Roger Scruton in Prospect:
Enlightenment thinkers, having shown the claims of faith to be without rational foundation, did not then dismiss religion, as one might dismiss a refuted theory. Many went on to conclude that religion must have some other origin than the pursuit of scientific knowledge, and some other psychic function than consolation. The ease with which the common doctrines of religion could be refuted alerted men like Jacobi, Schiller and Schelling to the idea that religion is not, in essence, a matter of doctrine, but of something else. And they set out to discover what that might be.

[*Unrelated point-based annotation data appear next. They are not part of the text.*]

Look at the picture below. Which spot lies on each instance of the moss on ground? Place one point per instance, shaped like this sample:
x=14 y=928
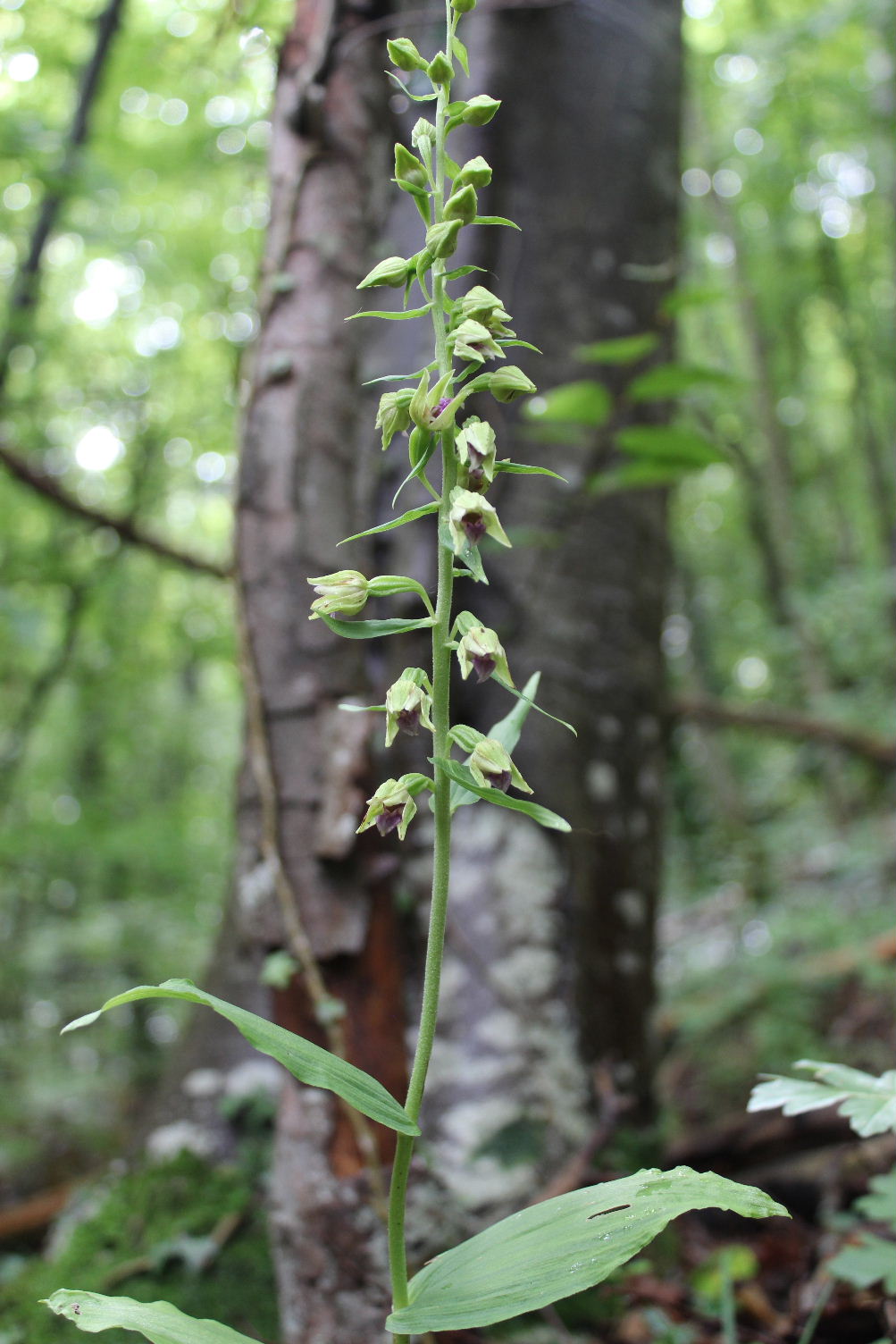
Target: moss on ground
x=147 y=1235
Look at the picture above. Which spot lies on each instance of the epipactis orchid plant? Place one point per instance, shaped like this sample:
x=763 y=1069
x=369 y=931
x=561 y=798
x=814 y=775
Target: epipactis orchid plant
x=555 y=1247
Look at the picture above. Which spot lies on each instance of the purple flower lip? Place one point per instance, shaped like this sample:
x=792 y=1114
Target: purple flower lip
x=474 y=527
x=389 y=819
x=484 y=666
x=408 y=720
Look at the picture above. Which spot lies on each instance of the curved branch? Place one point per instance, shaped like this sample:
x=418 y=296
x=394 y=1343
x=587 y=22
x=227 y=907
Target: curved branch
x=130 y=531
x=787 y=723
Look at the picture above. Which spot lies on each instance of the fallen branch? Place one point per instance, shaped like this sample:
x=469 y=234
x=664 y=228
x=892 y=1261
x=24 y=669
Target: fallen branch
x=787 y=723
x=130 y=531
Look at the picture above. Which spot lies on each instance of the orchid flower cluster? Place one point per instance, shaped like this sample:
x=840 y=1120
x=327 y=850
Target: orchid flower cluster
x=552 y=1248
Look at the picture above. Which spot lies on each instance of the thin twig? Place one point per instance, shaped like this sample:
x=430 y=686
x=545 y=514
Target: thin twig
x=787 y=723
x=130 y=533
x=298 y=943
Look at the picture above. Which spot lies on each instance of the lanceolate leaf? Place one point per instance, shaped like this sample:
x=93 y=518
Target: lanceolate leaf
x=507 y=731
x=573 y=403
x=668 y=442
x=560 y=1246
x=304 y=1061
x=524 y=469
x=543 y=816
x=624 y=349
x=391 y=315
x=156 y=1322
x=375 y=629
x=397 y=522
x=496 y=219
x=868 y=1103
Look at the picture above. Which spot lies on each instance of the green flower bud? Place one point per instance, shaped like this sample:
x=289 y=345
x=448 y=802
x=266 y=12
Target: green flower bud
x=474 y=447
x=473 y=340
x=508 y=383
x=440 y=69
x=480 y=651
x=392 y=416
x=343 y=593
x=391 y=272
x=480 y=111
x=407 y=706
x=490 y=767
x=423 y=132
x=440 y=239
x=405 y=54
x=471 y=517
x=391 y=808
x=463 y=206
x=476 y=172
x=408 y=168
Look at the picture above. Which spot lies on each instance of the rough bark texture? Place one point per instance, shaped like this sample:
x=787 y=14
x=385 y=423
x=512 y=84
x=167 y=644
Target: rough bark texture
x=586 y=155
x=300 y=492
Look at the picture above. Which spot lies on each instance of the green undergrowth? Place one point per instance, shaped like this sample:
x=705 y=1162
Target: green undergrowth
x=183 y=1230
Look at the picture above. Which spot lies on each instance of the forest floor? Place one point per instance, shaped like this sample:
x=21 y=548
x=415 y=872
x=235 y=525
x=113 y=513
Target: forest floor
x=709 y=1279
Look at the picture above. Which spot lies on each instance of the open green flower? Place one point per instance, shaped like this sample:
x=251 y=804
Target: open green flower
x=471 y=517
x=343 y=593
x=407 y=706
x=490 y=767
x=480 y=651
x=487 y=308
x=391 y=808
x=476 y=450
x=473 y=340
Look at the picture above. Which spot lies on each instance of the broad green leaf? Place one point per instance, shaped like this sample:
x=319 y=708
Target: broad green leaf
x=639 y=476
x=460 y=775
x=668 y=381
x=868 y=1261
x=560 y=1246
x=879 y=1205
x=308 y=1062
x=464 y=271
x=391 y=315
x=669 y=442
x=524 y=469
x=868 y=1103
x=414 y=97
x=571 y=403
x=375 y=629
x=624 y=349
x=460 y=51
x=156 y=1322
x=397 y=522
x=496 y=219
x=691 y=298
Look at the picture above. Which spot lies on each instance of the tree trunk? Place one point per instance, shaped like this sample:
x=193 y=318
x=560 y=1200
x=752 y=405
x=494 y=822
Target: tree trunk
x=586 y=162
x=306 y=883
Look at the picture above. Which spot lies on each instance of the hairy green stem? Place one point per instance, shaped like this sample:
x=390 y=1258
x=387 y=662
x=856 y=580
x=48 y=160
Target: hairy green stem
x=440 y=743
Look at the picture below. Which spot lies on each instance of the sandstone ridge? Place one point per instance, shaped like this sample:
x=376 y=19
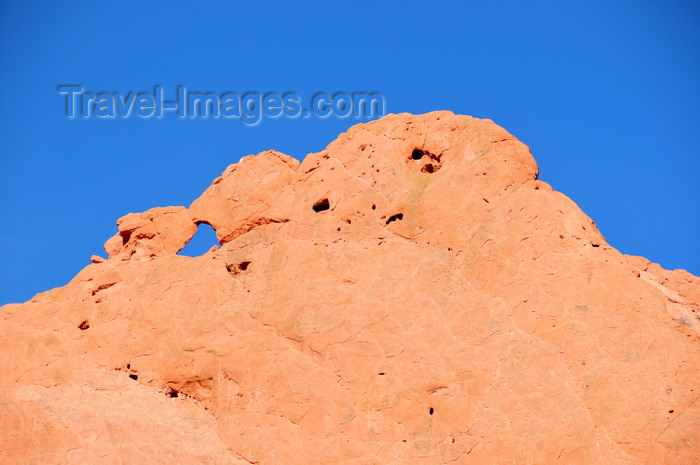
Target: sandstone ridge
x=411 y=294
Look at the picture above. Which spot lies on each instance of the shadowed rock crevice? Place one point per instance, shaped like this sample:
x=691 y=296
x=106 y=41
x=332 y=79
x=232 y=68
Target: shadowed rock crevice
x=410 y=294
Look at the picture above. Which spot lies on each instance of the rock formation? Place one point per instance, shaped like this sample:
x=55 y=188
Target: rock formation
x=410 y=295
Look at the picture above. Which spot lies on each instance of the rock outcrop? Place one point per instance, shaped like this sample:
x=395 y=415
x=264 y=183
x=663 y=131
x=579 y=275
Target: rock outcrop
x=411 y=294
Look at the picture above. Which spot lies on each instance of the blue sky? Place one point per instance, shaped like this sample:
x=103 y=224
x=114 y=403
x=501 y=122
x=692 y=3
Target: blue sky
x=605 y=93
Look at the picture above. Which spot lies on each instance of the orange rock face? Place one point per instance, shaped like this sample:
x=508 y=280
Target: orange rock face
x=412 y=294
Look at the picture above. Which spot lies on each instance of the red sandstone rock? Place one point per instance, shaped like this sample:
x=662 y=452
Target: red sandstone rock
x=412 y=294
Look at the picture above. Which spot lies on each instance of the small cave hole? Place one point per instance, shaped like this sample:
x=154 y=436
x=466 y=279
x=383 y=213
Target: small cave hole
x=235 y=270
x=321 y=205
x=398 y=216
x=126 y=235
x=202 y=241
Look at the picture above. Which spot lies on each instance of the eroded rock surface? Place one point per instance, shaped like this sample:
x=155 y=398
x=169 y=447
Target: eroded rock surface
x=411 y=294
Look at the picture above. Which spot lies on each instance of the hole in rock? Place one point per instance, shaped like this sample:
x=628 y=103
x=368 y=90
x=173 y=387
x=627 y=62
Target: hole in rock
x=126 y=235
x=424 y=161
x=398 y=216
x=202 y=241
x=235 y=270
x=321 y=205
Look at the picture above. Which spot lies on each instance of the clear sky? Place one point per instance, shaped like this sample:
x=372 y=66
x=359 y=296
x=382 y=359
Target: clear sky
x=605 y=93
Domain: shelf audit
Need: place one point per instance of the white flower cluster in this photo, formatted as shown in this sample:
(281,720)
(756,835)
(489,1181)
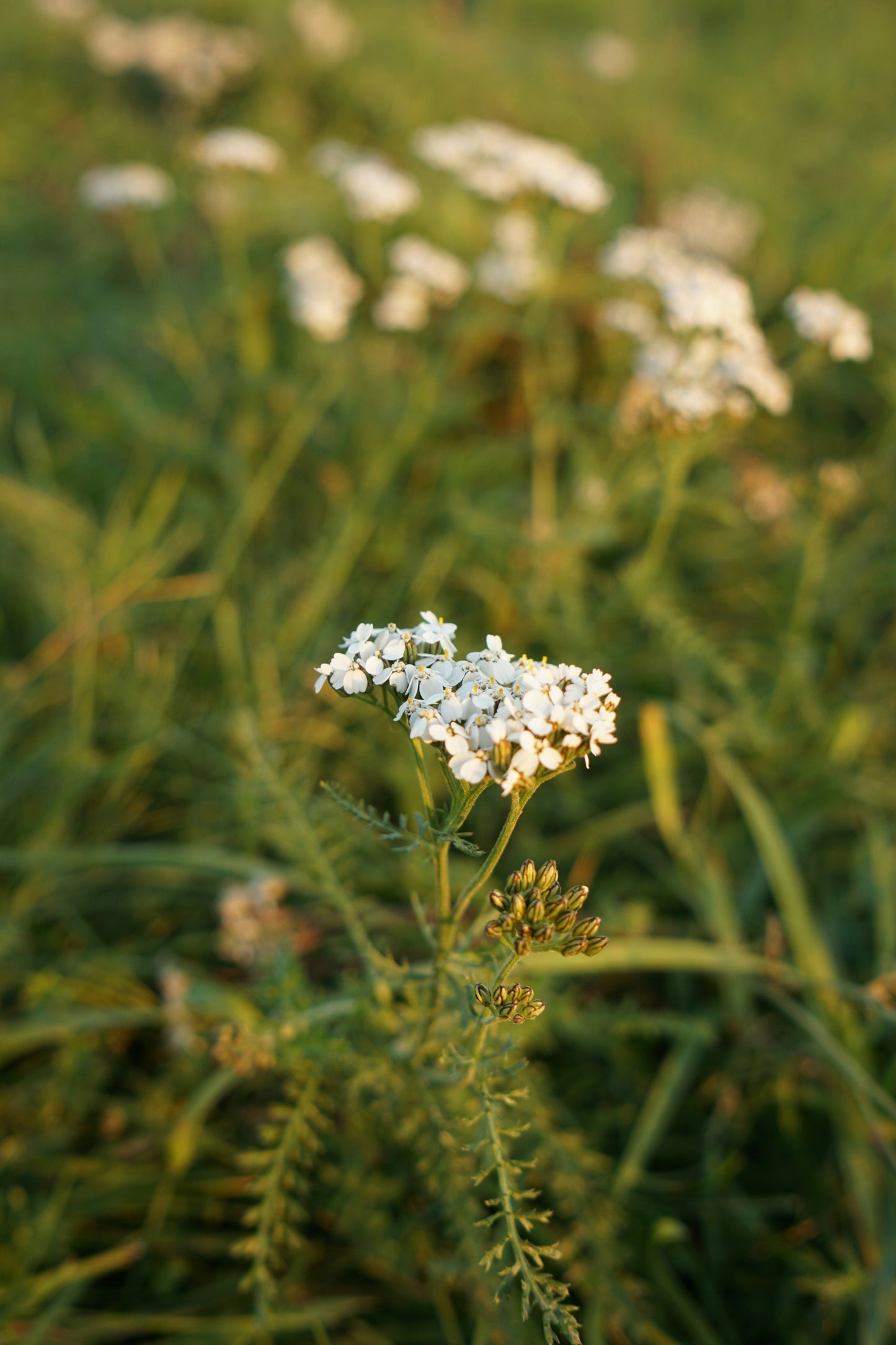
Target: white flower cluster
(492,715)
(610,57)
(371,186)
(512,269)
(195,60)
(709,222)
(321,288)
(122,186)
(824,316)
(712,353)
(424,275)
(65,11)
(239,148)
(500,163)
(328,33)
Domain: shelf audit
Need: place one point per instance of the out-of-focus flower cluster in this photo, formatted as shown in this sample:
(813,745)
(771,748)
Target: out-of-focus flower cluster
(238,148)
(424,275)
(328,33)
(824,316)
(500,163)
(371,186)
(610,57)
(191,58)
(513,268)
(125,186)
(538,915)
(323,290)
(492,715)
(709,355)
(253,922)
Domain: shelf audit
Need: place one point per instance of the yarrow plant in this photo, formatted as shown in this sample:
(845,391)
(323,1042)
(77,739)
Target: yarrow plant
(490,717)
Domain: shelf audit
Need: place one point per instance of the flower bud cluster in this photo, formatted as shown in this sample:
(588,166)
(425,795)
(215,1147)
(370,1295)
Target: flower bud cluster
(536,914)
(513,1004)
(492,715)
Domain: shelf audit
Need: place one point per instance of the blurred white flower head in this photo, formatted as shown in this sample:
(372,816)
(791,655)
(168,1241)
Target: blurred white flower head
(328,33)
(444,275)
(371,186)
(321,287)
(500,163)
(712,353)
(512,269)
(404,306)
(492,715)
(610,57)
(65,11)
(824,316)
(706,221)
(122,186)
(237,147)
(192,58)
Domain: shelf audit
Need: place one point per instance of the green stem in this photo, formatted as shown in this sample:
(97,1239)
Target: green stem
(518,803)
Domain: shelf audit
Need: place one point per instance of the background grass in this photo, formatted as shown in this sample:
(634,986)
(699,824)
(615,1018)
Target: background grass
(198,501)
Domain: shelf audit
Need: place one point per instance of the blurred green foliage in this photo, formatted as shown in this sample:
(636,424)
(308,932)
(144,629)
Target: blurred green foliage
(198,501)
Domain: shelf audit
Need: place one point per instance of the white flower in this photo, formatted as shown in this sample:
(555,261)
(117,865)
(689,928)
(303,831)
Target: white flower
(444,276)
(65,11)
(237,147)
(373,187)
(192,58)
(706,221)
(321,288)
(136,186)
(610,57)
(468,709)
(328,33)
(436,630)
(404,306)
(471,767)
(500,163)
(824,316)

Thus was born the anthropology of religion. For thinkers in the immediate aftermath of the Enlightenment, it was not faith, but faiths in the plural, that composed the primary subject matter of theology. Hence the appearance of books like CF Dupuis’s Origine de tous les cultes, ou Religion universelle (1795), and the busy decipherment of oriental religions by the Bengal Asiatic Society, whose proceedings began to appear in Calcutta in 1788. For post-Enlightenment thinkers, the monotheistic belief systems were not related to ancient myths and rituals as science to superstition, or logic to magic. Rather, they were crystallisations of the emotional need which found expression both in the myths and rituals of antiquity and in the Vedas and Upanishads of the Hindus. This thought led Georg Creuzer, whose Symbolik und Mythologie der alten Völker appeared between 1810 and 1812, to represent myth as a distinctive operation of the human psyche. A myth does not describe what happened in some obscure period before human reckoning, but what happens always and repeatedly. It does not explain the causal origins of our world, but rehearses its permanent spiritual significance.